Der Gründer des Vereins, der Sportlehrer Mohamad Zaher, verbringt einen großen Teil seiner Freizeit in einem Jugendzentrum im Stadtteil Moabit. An den Wänden hängen Zeichnungen, daneben sind Pokale aufgereiht.
Im Hinterhof nehmen Jugendliche an einem Workshop teil, viele von ihnen tragen Fußballtrikots. „Mithilfe des Sports können wir schnell Kontakte knüpfen und Vertrauen aufbauen“, sagt Mohamad Zaher. „So ist das heute, und so war das schon vor mehr als vierzig Jahren.“

© Ronny Blaschke
Mohamad Zaher wurde 1949 in der Nähe von Haifa geboren, ein Jahr nach der Gründung des Staates Israel. Seine palästinensische Familie floh nach Syrien und dann in den Libanon. Zaher lernte das Fußballspielen in einem Flüchtlingslager. 1970 kam er fürs Studium nach Berlin. „Viele Jugendliche mit ähnlichen Biografien wollten damals in Berlin Fußball spielen“, sagt Zaher. „Aber in den Vereinen waren sie nicht willkommen. Also haben wir unseren eigenen Verein aufgebaut.“
Viele Kollegen in Gaza wurden während des Krieges getötet
Der FC Karame wuchs langsam, aber stetig. Mohamad Zaher engagierte sich für geflüchtete Menschen und hielt Kontakt in die palästinensischen Gebiete. Immer wieder lud er Trainer aus Gaza für Turniere und Workshops nach Berlin ein. Mit diesem Wissen kehrten sie zurück und bauten in Gaza eine Sportakademie auf. Etliche dieser Kollegen wurden nun während des Krieges getötet. „Ich rufe immer wieder dort an“, sagt Mohamad Zaher. „Wir würden gern Material dorthin schicken, aber das ist zurzeit nicht möglich.“
Der Gaza-Krieg hat Auswirkungen auf die Arbeit von Karame. Einige Mitglieder fühlen sich pauschal in die Nähe der Terrororganisation Hamas gerückt. Mohamad Zaher nimmt sich Zeit für ihre Sorgen, für ihre Wut. Er sagt ihnen, dass man Israel nicht mit der Regierung Netanjahu und nicht mit dem Militär gleichsetzen dürfe.
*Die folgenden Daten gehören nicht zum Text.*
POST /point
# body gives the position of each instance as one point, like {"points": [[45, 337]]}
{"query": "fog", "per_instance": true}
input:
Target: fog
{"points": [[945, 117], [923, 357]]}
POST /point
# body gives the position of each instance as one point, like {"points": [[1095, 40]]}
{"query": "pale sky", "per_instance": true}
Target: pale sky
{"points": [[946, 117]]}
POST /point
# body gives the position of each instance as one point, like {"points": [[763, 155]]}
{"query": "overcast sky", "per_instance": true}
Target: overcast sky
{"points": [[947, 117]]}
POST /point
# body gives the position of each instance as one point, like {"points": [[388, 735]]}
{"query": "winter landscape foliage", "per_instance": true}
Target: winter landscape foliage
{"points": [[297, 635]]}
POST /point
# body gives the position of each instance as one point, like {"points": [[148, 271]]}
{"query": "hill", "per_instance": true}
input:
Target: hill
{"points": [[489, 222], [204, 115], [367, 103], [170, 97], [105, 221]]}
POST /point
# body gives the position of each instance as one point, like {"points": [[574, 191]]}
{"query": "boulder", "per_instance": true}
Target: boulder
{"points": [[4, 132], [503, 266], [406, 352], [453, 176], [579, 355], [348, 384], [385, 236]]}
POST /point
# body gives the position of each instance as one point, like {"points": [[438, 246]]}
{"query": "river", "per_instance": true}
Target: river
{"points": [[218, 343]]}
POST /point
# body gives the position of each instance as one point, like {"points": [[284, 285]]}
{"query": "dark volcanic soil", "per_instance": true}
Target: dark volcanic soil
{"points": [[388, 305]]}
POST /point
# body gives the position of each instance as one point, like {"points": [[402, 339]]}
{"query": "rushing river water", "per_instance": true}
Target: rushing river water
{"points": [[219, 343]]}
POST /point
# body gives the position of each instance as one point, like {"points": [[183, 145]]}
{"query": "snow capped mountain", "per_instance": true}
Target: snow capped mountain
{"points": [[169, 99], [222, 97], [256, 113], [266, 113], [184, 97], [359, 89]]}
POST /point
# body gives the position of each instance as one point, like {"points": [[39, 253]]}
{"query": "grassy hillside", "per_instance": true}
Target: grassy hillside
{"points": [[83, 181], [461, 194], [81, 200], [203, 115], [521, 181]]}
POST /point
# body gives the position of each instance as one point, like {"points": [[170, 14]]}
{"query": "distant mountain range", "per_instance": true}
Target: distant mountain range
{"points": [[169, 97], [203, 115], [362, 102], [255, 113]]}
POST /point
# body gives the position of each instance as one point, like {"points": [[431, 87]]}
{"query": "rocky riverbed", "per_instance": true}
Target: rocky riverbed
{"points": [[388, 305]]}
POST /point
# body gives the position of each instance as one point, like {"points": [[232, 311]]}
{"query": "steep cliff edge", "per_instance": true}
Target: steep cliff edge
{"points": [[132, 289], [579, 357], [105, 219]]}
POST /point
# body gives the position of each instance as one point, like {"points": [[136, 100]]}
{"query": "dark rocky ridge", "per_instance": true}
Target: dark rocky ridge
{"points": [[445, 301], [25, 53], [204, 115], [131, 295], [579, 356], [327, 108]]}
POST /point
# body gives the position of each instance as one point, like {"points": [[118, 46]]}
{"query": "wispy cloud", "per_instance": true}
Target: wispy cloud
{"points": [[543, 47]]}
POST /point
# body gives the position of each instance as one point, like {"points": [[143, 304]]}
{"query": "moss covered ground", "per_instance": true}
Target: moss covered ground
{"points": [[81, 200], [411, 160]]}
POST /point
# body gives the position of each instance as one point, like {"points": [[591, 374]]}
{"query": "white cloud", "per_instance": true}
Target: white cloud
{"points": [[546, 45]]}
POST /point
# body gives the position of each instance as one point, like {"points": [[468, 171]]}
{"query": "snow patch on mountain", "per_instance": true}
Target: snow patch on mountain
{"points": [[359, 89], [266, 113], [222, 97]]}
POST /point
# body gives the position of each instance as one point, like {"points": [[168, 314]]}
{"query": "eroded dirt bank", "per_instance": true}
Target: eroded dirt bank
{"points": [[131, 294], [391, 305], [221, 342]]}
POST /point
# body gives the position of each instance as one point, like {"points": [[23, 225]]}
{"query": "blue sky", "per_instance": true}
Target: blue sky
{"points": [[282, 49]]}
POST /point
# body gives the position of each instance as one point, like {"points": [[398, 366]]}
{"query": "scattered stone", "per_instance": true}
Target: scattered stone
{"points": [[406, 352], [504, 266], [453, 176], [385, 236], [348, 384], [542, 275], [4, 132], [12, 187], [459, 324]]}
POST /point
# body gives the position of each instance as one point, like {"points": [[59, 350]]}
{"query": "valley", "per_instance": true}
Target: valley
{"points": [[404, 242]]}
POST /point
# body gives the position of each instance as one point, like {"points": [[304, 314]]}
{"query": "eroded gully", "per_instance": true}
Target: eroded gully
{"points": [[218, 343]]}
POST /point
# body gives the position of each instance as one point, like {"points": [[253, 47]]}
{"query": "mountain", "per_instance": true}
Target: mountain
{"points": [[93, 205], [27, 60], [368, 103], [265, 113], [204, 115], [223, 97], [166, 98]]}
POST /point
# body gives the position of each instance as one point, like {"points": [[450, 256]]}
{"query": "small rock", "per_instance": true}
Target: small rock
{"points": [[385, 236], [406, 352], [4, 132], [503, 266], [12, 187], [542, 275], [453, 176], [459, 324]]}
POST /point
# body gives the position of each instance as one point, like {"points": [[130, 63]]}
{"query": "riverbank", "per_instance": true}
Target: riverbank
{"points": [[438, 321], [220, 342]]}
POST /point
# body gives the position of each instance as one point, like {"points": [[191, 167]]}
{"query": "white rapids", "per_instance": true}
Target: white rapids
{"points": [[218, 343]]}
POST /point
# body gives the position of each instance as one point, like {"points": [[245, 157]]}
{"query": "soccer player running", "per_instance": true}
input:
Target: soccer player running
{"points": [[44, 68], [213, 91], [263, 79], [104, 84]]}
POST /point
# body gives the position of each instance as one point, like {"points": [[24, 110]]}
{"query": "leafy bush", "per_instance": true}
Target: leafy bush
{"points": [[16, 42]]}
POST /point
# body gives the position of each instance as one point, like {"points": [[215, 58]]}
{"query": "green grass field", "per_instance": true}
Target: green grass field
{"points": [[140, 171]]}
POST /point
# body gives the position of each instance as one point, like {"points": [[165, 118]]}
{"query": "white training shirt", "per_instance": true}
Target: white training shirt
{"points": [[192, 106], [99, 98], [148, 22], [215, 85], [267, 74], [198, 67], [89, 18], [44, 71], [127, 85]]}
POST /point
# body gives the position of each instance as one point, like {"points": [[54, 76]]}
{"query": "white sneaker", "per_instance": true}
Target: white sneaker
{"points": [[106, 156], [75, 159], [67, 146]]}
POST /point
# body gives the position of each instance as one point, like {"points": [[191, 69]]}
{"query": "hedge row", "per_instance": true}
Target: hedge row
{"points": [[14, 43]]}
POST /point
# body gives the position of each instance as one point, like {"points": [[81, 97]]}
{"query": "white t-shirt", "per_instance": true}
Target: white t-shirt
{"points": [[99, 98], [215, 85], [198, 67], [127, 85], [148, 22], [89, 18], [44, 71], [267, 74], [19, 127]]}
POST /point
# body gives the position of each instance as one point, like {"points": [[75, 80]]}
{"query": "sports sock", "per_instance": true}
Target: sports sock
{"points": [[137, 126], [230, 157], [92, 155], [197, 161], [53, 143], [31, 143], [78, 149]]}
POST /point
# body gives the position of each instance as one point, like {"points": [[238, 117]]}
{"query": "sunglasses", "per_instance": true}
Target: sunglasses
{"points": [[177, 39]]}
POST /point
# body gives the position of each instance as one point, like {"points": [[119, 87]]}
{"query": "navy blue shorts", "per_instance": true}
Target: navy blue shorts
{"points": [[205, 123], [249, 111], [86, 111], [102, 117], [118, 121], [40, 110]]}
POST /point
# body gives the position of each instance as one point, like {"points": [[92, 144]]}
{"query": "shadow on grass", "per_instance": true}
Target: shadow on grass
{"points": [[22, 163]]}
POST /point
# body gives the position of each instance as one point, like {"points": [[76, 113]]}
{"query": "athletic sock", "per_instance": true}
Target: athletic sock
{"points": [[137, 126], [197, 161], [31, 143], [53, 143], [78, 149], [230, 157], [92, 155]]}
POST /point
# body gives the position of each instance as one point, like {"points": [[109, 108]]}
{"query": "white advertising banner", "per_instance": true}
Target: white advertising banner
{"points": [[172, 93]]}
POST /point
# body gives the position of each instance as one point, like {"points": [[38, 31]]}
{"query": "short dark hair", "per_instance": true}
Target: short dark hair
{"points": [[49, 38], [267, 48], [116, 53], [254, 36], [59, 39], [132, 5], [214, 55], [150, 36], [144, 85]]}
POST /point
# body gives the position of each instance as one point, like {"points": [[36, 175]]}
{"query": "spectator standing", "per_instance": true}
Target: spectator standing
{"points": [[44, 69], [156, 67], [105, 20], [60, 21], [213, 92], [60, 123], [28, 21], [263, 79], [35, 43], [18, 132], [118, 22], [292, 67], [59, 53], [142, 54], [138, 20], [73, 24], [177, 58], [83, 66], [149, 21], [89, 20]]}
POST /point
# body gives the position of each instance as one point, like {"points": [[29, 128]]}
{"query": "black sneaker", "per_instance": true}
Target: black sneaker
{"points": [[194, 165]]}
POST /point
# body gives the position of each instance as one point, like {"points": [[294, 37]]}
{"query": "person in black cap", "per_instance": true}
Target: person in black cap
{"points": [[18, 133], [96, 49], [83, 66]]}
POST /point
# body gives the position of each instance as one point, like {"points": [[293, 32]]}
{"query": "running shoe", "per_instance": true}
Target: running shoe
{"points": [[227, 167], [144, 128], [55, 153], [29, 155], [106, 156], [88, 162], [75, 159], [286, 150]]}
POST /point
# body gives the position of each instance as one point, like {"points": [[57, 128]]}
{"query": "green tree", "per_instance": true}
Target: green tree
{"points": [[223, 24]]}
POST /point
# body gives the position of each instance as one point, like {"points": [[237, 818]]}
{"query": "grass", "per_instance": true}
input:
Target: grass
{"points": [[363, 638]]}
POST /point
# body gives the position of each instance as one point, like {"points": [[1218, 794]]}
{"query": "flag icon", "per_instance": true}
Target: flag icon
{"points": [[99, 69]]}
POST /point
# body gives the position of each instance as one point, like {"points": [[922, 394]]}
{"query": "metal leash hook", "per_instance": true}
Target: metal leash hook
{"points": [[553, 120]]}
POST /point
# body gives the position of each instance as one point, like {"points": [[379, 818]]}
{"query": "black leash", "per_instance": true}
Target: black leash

Und er warnt die Jugendlichen vor Demonstrationen in Berlin, an denen auch Islamisten und Rechtsextreme teilnehmen könnten. „Selbst einige Politiker sagen, wir seien alle radikal“, sagt Zaher. „Aber das stimmt nicht. Wir wünschen uns mehr Unterstützung aus Politik und Sport.“
Wir setzen uns für Menschenrechte ein, für jüdisches und palästinensisches Leben.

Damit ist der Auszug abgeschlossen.